Hakuya acquiesça. « Oui. Si cela arrive, Sire Fuuga et son peuple ne pourront pas obtenir ce qu’ils veulent. Le royaume du Grand Tigre et l’Empire seront tous deux lésés, et personne n’en tirera profit. »
« Oui. C’est pourquoi j’ai décidé de coopérer avec Sire Souma », dit Yuriga en croisant les bras et en se grattant la joue. « J’ai dit à mon frère : “Si je dois épouser Sire Souma, je dois faire passer les intérêts du Royaume en premier”, mais je ne veux pas qu’un des deux pays en pâtisse. Je veux faire tout ce que je peux pour que les deux parties en profitent. Cela dit, après avoir écouté monsieur Hakuya, je pense que mon frère ne devrait pas détruire complètement l’Empire tout de suite. »
« Yuriga… Es-tu d’accord avec ça ? » Tomoe demanda, inquiète, mais Yuriga acquiesça.
« Mon frère a besoin d’apprendre. Il y a des choses qu’on ne peut pas obtenir en gagnant tout le temps. »
« Il se peut que nous ayons intérêt à ce que leurs deux pays s’effondrent… Avec l’Empire détruit et les graines de l’agitation semées dans le royaume du Grand Tigre, cela servirait à élever l’importance de l’Alliance maritime. »
Lorsque Hakuya déclara cela, Tomoe cligna des yeux.
« Non… ! Nous abandonnerions alors Maria et Jeanne. Toi et Grand Frère avez été amis avec elles pendant tout ce temps, n’est-ce pas ? »

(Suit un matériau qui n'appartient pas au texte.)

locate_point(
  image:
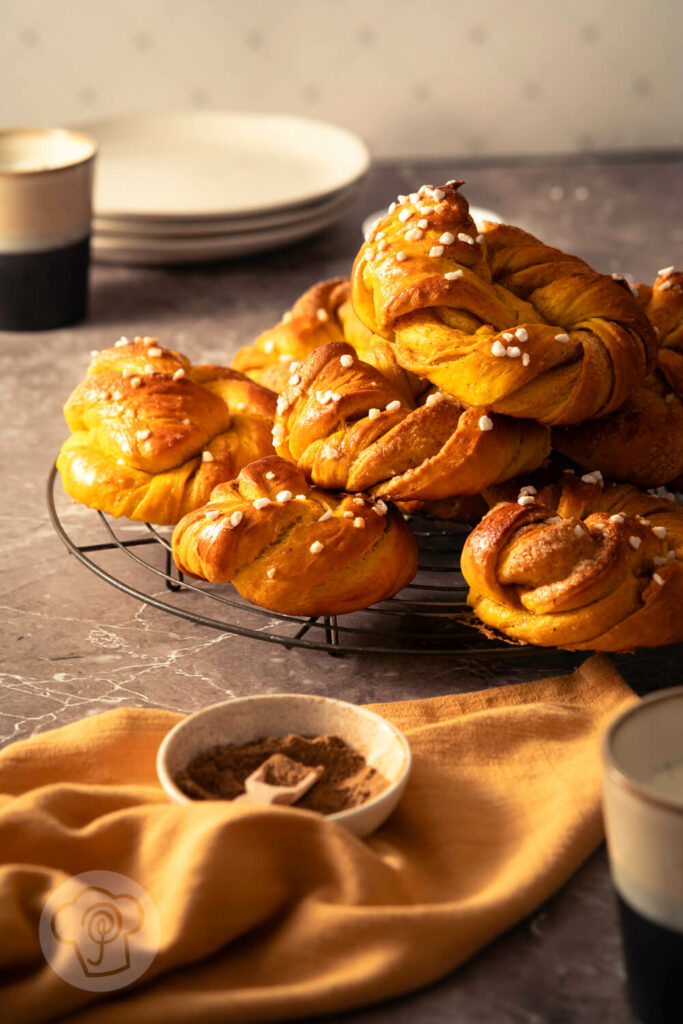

« C’est vrai. Mais même en tant que Premier ministre, il arrive que je sois poussé à prendre de telles décisions. Madame Jeanne le comprend. C’est sans doute pour cela qu’elle m’a dit que je n’avais pas à me fatiguer pour elle. Je… n’ai pas trouvé le moyen de sauver l’Empire dans son état actuel. Ceci étant, je ne peux pas faire passer mes propres sentiments en premier et envoyer notre peuple intervenir dans une guerre à cause de mon affection personnelle pour elle. »
« Monsieur Hakuya… »
En voyant l’air peiné sur le visage de Tomoe, Hakuya sourit soudainement.
« Mais un mot de Sa Majesté a complètement changé les conditions ».
Le jour où Jeanne avait rejeté son aide…
« Il est impossible de protéger ce pays et de maintenir l’Empire. Si nous essayons imprudemment de défendre les deux, cela se transformera en bourbier. J’ai beau y réfléchir… je n’arrive pas à trouver la réponse que je souhaite. »
Alors qu’Hakuya baisse la tête, Souma lui dit ceci : « Il n’est pas nécessaire de garder l’Empire parfaitement intact. Maria veut que l’Empire rétrécisse. »
En entendant cela, Hakuya releva la tête, les yeux écarquillés de surprise. Souma poursuit.
« Maria est épuisée par la situation actuelle où elle est la seule personne à soutenir un empire bien trop massif. Pendant tout ce temps, elle a voulu trouver un moyen de le démanteler pacifiquement. Elle s’est ouverte à moi à ce sujet lors de notre rencontre à Zem. »
« Je n’arrive pas à croire que la Sainte de l’Empire puisse dire ça… »
« Écoute, Hakuya. Tu as dit qu’il était impossible de maintenir l’Empire, mais s’il n’y a pas besoin de le faire, alors nous pouvons choisir un avenir un peu meilleur, non ? Après tout, nous avons Fuuga, qui veut plus de terres et de gens, et Maria, qui veut se débarrasser de certaines terres et de certains gens. Je parie que tu pourrais trouver un moyen d’arranger les choses de façon à sauver Maria et Jeanne, n’est-ce pas ? »
Puis, se déplaçant à un autre endroit et lui montrant les préparatifs qu’il avait faits, Souma déclara ceci à Hakuya : « Je veux que tu utilises ta tête pour concevoir un avenir optimal pour nous ».